It’s All About the Coffee
Note: Due to a date error this post went out on Thursday with a different title and no content. Sorry about that!
This is (yet another) attempt to convince women most men are not nearly as hung up on how a woman looks as most women seem to be. Maybe I should see this as a lost cause, but I’m stubborn. Besides, I convinced my own wife, so I do know it’s possible.
Did you catch the accusation above? I’m suggesting women, not men, are the ones who are all about looks. If you consider how much time and money women put into how they look, this charge seems valid. Take a look at magazines and advertising aimed at women, it’s full of ways to look better. I suppose the argument is women have to do this because it’s what men expect, but I think women have repeated that so often they believe it without any collaborating evidence from actual men.
I’m not telling you men are blind, nor am I suggesting how a woman looks never crosses a guy’s mind. What I’m trying to tell you is how a woman looks is actually a rather minor part of the whole for most men. Even in high school most of my friends had some understanding of the fact that female beauty usually comes with a cost. The “ultimate beauty” looks good on your arm, but she doesn’t want to do most of what you want to do because it will mess up her hair, or rumple her clothes, or God forbid result in her sweating! She’s not a woman, she’s a well-manicured plastic shell.
My wife’s body is a container in which she exists. What the container looks like is far, far, far less important to me than what is inside. I mean yeah, I have a favourite coffee mug, but what matters is the quality of the coffee, not what’s on the mug. The best mug in the world won’t help bad coffee, and great coffee is still great coffee in any mug.
How does this apply to sex? Lori is the woman I love. She is the mother of my children.

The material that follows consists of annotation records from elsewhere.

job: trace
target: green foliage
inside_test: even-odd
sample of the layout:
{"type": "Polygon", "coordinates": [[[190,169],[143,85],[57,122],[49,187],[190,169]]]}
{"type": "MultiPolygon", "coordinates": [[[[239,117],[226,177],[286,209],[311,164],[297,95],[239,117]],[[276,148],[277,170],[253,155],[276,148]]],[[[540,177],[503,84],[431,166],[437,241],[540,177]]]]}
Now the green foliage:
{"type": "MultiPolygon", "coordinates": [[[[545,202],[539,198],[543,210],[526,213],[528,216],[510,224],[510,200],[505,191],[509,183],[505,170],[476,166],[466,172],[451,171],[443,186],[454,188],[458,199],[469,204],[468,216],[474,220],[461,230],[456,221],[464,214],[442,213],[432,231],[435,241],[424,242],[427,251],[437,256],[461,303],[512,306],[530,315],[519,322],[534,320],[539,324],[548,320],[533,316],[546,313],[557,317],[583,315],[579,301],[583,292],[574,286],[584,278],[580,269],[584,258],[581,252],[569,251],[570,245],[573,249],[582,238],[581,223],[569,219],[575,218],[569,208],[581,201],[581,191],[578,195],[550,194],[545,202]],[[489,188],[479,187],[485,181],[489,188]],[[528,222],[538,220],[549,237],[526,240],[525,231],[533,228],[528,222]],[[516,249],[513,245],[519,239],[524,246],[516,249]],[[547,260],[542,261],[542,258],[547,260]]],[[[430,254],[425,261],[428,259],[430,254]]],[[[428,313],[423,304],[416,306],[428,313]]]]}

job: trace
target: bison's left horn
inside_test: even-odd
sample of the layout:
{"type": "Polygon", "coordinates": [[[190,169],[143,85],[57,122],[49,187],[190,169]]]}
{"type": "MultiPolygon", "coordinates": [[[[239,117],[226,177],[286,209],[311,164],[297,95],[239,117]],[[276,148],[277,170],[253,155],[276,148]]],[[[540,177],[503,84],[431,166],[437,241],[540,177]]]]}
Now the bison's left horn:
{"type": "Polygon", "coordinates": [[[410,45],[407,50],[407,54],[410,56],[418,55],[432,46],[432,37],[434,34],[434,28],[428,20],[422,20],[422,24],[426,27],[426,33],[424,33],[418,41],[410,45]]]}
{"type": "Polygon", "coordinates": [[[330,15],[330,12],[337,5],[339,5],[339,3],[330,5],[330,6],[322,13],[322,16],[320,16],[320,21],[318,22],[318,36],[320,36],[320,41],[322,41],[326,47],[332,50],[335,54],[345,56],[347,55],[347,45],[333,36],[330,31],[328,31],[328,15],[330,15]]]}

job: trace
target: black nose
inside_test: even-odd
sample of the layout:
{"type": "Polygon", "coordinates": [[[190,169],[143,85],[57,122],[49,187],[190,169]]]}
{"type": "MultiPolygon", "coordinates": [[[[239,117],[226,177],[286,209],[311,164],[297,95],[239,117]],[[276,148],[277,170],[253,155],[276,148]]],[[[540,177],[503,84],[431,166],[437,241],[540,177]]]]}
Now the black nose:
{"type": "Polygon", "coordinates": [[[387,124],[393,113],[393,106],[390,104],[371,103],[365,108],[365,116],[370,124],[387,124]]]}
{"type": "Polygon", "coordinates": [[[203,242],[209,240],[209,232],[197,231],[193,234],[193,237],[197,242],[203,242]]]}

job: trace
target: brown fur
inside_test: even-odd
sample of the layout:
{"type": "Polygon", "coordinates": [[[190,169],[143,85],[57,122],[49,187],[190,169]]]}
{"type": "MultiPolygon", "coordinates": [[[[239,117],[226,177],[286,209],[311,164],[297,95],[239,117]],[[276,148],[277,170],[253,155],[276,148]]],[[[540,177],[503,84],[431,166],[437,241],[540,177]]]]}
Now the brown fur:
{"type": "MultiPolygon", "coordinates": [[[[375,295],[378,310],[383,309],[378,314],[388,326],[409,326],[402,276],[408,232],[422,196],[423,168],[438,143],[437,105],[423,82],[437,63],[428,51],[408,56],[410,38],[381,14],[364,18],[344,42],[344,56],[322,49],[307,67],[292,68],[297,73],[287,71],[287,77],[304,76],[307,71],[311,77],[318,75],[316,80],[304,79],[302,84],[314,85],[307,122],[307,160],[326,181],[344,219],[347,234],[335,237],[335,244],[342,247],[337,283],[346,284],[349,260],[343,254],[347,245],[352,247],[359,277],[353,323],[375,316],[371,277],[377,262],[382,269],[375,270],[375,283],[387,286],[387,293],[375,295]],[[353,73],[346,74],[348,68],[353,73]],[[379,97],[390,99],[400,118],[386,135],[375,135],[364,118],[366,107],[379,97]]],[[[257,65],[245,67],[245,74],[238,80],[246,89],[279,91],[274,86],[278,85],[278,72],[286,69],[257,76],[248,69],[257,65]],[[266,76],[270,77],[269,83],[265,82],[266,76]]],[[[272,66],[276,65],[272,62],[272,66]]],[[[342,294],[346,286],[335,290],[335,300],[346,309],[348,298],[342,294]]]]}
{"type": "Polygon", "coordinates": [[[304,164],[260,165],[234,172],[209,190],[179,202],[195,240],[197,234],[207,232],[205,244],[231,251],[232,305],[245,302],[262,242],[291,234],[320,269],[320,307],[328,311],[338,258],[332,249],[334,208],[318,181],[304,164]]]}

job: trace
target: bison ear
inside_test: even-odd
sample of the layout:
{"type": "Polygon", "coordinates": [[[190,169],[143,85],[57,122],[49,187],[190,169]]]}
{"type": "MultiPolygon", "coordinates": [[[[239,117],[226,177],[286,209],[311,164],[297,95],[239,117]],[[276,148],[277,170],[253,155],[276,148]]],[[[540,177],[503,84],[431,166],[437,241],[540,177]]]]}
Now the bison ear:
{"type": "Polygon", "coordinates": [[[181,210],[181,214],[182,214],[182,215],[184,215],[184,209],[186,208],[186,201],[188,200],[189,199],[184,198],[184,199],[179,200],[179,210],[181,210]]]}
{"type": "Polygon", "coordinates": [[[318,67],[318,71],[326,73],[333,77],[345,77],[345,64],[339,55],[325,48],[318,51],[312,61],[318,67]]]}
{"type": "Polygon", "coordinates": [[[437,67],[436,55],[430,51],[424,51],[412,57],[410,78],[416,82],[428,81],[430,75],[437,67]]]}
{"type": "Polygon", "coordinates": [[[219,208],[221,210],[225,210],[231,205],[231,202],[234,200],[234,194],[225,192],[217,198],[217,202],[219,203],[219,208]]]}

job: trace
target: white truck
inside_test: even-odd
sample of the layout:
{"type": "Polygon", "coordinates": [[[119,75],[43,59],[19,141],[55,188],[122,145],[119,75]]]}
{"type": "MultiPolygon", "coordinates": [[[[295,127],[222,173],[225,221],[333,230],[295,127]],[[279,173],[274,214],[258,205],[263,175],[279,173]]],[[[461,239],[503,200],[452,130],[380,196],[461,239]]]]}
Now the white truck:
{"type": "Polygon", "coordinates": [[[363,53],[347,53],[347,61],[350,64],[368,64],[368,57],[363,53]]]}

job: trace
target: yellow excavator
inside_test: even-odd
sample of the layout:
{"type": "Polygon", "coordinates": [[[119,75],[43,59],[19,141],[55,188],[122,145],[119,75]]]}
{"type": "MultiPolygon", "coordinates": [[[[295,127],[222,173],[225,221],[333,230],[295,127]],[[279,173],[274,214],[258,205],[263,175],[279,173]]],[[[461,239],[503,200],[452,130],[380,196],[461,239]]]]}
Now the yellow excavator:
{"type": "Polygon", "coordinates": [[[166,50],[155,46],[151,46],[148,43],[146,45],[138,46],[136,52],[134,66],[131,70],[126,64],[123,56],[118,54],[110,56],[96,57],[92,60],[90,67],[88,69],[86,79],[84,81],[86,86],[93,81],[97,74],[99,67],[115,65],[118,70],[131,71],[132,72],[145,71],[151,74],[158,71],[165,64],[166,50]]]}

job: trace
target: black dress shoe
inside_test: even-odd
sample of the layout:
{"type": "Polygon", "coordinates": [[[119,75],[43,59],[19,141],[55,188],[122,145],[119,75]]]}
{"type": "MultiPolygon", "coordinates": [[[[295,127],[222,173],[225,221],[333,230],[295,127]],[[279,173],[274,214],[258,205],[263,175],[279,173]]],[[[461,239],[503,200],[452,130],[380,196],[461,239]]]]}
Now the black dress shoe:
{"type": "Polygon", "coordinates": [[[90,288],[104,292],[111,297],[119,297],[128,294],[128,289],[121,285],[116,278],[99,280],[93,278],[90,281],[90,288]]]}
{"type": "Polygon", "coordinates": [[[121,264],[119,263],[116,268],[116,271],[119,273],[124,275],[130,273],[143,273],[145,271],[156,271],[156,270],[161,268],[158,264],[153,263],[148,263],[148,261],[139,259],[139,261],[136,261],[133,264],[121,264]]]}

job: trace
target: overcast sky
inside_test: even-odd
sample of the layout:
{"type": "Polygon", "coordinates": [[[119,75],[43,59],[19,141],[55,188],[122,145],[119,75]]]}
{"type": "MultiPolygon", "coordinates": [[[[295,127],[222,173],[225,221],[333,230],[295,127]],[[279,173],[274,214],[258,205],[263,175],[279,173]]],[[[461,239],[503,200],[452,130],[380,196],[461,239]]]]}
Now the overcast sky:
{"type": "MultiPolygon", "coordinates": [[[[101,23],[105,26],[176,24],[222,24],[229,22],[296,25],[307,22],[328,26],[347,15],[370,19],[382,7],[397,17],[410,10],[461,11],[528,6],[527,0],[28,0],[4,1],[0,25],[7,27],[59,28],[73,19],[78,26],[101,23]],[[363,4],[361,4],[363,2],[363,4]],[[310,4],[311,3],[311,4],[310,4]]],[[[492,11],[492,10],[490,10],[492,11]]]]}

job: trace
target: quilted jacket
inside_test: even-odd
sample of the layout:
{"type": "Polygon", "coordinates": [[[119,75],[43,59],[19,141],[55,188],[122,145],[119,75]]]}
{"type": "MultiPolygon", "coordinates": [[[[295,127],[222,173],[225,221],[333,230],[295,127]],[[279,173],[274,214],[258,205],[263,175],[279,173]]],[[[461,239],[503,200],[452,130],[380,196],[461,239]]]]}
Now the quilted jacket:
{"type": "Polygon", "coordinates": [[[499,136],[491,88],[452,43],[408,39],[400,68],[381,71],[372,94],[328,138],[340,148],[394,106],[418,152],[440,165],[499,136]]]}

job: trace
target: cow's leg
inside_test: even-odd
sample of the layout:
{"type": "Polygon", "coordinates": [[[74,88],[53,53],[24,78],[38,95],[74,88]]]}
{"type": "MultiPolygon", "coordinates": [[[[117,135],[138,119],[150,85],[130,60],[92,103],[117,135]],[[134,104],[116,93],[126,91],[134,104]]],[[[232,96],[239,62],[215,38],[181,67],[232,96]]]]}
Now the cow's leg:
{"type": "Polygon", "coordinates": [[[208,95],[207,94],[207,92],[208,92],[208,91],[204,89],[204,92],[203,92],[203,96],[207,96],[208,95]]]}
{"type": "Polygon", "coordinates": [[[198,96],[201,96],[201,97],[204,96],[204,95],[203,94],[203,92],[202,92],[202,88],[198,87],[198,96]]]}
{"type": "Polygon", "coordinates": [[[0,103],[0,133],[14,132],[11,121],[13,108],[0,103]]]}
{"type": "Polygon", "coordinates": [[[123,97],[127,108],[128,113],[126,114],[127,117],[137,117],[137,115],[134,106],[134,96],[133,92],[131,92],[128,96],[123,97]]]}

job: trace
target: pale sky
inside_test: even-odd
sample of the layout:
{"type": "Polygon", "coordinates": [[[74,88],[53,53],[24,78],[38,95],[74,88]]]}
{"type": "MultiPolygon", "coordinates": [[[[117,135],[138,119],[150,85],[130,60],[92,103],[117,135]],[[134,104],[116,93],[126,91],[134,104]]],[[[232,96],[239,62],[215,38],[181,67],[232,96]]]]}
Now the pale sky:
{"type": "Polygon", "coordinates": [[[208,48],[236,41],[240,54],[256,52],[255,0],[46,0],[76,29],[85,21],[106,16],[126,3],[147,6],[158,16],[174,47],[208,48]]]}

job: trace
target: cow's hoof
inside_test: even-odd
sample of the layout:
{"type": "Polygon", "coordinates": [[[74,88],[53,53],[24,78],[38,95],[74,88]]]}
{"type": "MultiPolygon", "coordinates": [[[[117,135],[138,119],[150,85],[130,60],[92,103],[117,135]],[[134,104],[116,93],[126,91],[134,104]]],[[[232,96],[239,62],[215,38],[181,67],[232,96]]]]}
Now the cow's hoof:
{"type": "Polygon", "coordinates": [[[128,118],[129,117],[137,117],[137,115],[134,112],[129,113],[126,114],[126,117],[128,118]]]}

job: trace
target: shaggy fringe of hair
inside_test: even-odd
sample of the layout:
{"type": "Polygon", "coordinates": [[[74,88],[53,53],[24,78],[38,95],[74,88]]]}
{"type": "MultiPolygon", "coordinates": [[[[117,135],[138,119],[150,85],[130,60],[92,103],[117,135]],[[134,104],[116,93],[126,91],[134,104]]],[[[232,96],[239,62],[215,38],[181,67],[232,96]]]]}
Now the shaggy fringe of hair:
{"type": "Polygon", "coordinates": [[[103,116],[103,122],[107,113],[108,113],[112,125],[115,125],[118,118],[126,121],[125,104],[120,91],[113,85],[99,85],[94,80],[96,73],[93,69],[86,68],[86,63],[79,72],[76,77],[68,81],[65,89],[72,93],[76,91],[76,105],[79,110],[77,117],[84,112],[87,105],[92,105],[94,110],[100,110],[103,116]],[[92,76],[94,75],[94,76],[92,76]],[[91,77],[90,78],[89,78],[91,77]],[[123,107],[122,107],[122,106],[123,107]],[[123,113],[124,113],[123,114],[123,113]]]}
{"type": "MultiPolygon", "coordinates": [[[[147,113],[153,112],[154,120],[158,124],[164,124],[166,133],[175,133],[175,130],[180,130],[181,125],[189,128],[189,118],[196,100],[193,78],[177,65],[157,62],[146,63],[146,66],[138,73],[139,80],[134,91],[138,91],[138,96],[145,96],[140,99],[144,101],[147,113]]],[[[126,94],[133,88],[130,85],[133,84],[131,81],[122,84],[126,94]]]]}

She is the woman who worked to make my dream of running around the country in an RV become a reality. She’s the woman who cares for me when I’m sick and helps me when I’m falling behind. She rejoices with me, and she mournes with me. She prays with and for me, and she joins me in all manner of adventures. I don’t want to have sex with her because of how she looks, I want to have sex with her because of who she is to me. My wife is great coffee, and the sight of her naked little mug gets me going because it’s the mug that holds the best coffee in the world. If the image on the mug is faded, who cares? If there’s a little chip on one side, so what? I’m not aroused by her because of how her mug looks, I’m aroused by her because of what I know is in her mug. Her body turns me on because it’s her body. No other body can arouse me that way because no other body is her body!
Am I odd man out on this? Not based on what I’ve seen in the comments from last Friday’s post. The vast majority of men are far more concerned with who a woman is than how she looks. The exceptions are just that, exceptions. Please don’t judge your husband, who is probably a decent guy, by a few exceptions.
~ Paul – I’m XY, and my wife is great coffee!